As for the PVR side of things, the BD-C8500 is easy to use, putting a wide range of functions at your disposal. There’s a good-looking eight-day EPG, but because it tries to squeeze a lot of information into a tight space you can only see six channels at a time. Live TV plays in a box at the top, next to a brief description of the selected programme. Despite being a little cluttered, the modern-looking fonts and nice use of colour make it easy on the eye and easy to decipher.
In fact, the deck’s onscreen presentation is excellent across the board. The main menu, for example, uses sharp, full colour graphics and large icons, giving it a very welcoming feel. From here you can access any of the deck’s functions – like Internet@TV, music, photos and Blu-ray playback – or change the device using the red key and explore connected USB devices or PCs. The Recorded TV menu sports gorgeous graphics, giving it a very stylish appearance. It lists recordings with the full name, a thumbnail, duration and date, plus the list can be sorted in the style of your choosing.
From here you can edit individual recordings – the available options are rename, split and partial delete. It’s a shame, however, that there’s no series link option, which should be a vital part of any Freeview recorder feature list. It means programmes have to be scheduled individually, which is easy enough to do from the EPG but feels like a step backwards.

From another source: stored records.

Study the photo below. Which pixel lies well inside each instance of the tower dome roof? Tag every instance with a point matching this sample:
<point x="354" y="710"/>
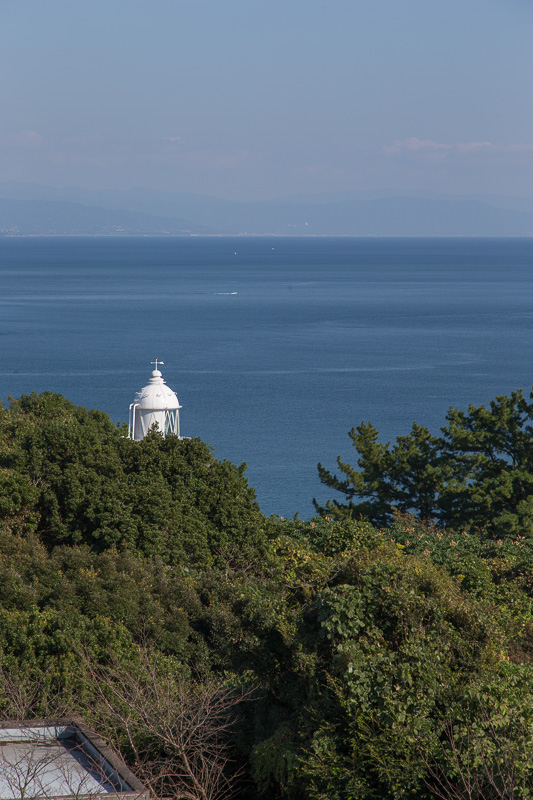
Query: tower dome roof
<point x="156" y="394"/>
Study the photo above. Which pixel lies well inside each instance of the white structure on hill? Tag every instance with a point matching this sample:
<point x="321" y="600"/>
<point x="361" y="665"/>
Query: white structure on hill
<point x="155" y="404"/>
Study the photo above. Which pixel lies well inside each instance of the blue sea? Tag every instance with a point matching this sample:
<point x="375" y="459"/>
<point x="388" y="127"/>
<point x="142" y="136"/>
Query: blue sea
<point x="276" y="347"/>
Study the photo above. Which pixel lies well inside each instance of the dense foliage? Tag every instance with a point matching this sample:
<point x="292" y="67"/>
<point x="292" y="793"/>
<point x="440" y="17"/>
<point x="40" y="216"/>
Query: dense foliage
<point x="341" y="659"/>
<point x="477" y="475"/>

The single Freeview tuner is another limitation, as it means you can’t change channel if a recording is taking place, and even more galling is that when a programme is being recorded you can’t access any of the deck’s other functions – even the EPG, which is madness. You can, however, carry out tricks like pausing live TV and watching a programme from the start while it’s still being recorded – although to do the latter you have to hit the ‘i’ button and skip back, which is an unusual but effective way of doing it.

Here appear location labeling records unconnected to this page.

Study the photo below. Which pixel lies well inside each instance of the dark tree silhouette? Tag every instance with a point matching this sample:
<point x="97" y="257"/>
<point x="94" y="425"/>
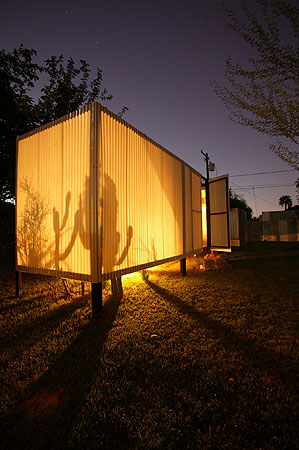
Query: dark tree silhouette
<point x="286" y="201"/>
<point x="68" y="87"/>
<point x="264" y="94"/>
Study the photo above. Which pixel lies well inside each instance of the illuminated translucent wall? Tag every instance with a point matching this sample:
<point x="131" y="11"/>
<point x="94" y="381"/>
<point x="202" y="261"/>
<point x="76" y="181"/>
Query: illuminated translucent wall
<point x="146" y="206"/>
<point x="96" y="199"/>
<point x="53" y="231"/>
<point x="219" y="212"/>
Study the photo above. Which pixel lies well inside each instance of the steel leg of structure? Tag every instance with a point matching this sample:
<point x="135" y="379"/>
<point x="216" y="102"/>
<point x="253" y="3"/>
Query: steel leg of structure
<point x="96" y="299"/>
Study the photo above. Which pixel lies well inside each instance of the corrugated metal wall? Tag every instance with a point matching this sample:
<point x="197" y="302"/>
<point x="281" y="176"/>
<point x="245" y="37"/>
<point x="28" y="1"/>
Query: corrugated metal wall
<point x="96" y="199"/>
<point x="219" y="212"/>
<point x="53" y="199"/>
<point x="140" y="197"/>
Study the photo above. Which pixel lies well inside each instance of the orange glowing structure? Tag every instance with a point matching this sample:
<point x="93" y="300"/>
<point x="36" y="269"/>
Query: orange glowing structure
<point x="97" y="199"/>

The onscreen programme banners are attractively presented, and don’t limit you to now and next information. You can search the entire channel list and check out what’s on days in advance without having to enter the full EPG. The display is also packed with colourful icons, telling you everything you could possibly need to know about the current programme – resolution, aspect ratio, audio description, genre and audio format to name but a few.
Also impressive is the remote, which uses large, rubbery buttons, all distinctly separated out and clearly labelled. Despite the wide array of functions it has to cover, it doesn’t feel cluttered or fiddly at all. Great work.